I saw the terrible girls sitting in rows down both sides of the house, each cross–legged at the door of her cell. Thus they sat year after year (and usually barren after a few seasons) till they turned into the toothless crones who were hobbling about the floor, tending fires and sweeping—sometimes, after a swift glance round, stooping as suddenly as a bird to pick up a coin or a half–gnawed bone and hide it in their gowns. And I thought how the seed of men that might have gone to make hardy boys and fruitful girls was drained into that house, and nothing given back; and how the silver that men had earned hard and needed was also drained in there, and nothing given back; and how the girls themselves were devoured and were given nothing back.

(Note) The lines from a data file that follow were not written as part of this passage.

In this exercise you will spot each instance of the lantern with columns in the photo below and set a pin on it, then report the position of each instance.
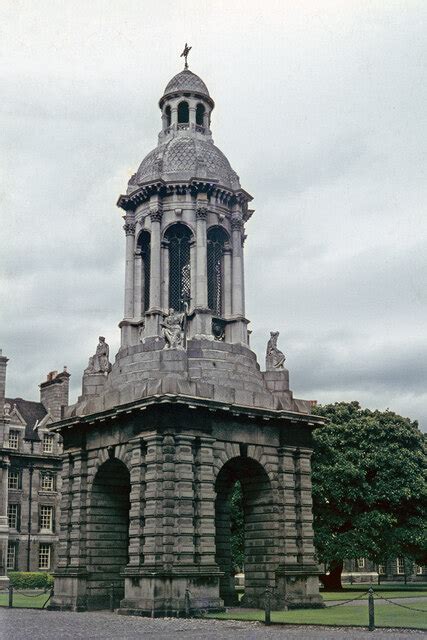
(184, 225)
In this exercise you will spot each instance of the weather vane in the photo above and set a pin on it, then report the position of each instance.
(185, 54)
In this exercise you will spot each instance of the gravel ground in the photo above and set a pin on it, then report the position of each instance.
(25, 624)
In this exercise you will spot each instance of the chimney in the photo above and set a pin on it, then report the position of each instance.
(54, 393)
(3, 365)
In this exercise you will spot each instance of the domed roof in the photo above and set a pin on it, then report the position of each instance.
(186, 80)
(183, 158)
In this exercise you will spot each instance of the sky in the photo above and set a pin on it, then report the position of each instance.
(321, 110)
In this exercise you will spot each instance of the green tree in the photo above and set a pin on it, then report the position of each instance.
(369, 487)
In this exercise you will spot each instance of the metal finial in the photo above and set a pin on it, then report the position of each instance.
(185, 54)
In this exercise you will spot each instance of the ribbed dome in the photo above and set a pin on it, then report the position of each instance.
(183, 158)
(186, 81)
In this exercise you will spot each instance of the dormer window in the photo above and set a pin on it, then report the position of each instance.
(200, 114)
(183, 112)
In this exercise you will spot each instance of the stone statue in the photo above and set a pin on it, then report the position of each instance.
(100, 363)
(274, 358)
(173, 330)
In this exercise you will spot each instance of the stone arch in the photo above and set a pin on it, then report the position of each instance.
(178, 238)
(261, 528)
(108, 530)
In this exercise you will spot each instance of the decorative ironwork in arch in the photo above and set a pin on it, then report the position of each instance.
(144, 246)
(183, 112)
(217, 238)
(179, 238)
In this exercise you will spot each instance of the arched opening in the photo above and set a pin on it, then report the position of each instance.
(183, 112)
(200, 114)
(144, 245)
(217, 237)
(257, 548)
(108, 534)
(178, 237)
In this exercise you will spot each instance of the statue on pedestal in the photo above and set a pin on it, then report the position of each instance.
(274, 358)
(100, 363)
(173, 330)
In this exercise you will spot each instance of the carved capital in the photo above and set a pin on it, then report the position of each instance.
(129, 228)
(156, 215)
(201, 213)
(236, 223)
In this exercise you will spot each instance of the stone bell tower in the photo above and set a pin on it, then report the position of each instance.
(158, 439)
(184, 222)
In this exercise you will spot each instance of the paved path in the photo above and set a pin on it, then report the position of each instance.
(25, 624)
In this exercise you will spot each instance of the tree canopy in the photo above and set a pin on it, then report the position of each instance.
(369, 487)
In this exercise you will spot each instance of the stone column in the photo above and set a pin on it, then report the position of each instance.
(165, 275)
(227, 280)
(129, 228)
(201, 259)
(137, 502)
(237, 275)
(4, 527)
(297, 577)
(138, 284)
(154, 313)
(153, 531)
(184, 495)
(205, 503)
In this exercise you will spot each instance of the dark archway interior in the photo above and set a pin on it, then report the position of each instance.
(260, 530)
(108, 534)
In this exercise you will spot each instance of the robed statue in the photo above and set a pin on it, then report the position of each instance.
(100, 362)
(274, 358)
(172, 328)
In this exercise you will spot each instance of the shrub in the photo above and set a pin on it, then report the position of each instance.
(30, 579)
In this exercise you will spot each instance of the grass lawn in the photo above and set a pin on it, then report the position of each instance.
(24, 601)
(387, 591)
(385, 616)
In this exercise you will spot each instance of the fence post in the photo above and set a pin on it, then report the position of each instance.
(187, 602)
(371, 610)
(112, 597)
(267, 605)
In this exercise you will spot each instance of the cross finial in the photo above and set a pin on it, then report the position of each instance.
(185, 54)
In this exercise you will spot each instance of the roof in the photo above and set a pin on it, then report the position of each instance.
(31, 412)
(186, 80)
(184, 158)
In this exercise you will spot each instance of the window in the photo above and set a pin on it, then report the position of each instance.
(183, 112)
(44, 556)
(48, 443)
(13, 516)
(46, 518)
(144, 246)
(200, 112)
(13, 479)
(179, 237)
(217, 238)
(13, 439)
(47, 481)
(11, 556)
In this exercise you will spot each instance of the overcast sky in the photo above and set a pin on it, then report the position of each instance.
(321, 110)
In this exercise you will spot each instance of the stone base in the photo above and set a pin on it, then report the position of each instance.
(297, 587)
(165, 594)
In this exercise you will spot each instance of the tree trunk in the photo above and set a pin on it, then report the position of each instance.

Then I looked at Ungit herself. She had not, like most sacred stones, fallen from the sky. The story was that, at the very beginning, she had pushed her way up out of the earth; a foretaste of, or an ambassador from, whatever things may live and work down there, one below the other, all the way down, under the dark and weight and heat. I have said she had no face; but that meant she had a thousand faces. For she was very uneven, lumpy and furrowed, so that, as when we gaze into a fire, you could always see some face or other. She was now more rugged than ever because of all the blood they had poured over her in the night. In the little clots and chains of it I made out a face; a fancy at one moment, but then, once you had seen it, not to be evaded. A face such as you might see in a loaf, swollen, brooding, infinitely female. It was a little like Batta as I remembered her in certain of her moods. Batta, when we were very small, had her loving moods, even to me. I have run out into the garden to get free—and to get, as it were, freshened and cleansed—from her huge, hot, strong yet flabby–soft embraces, the smothering, engulfing tenacity of her.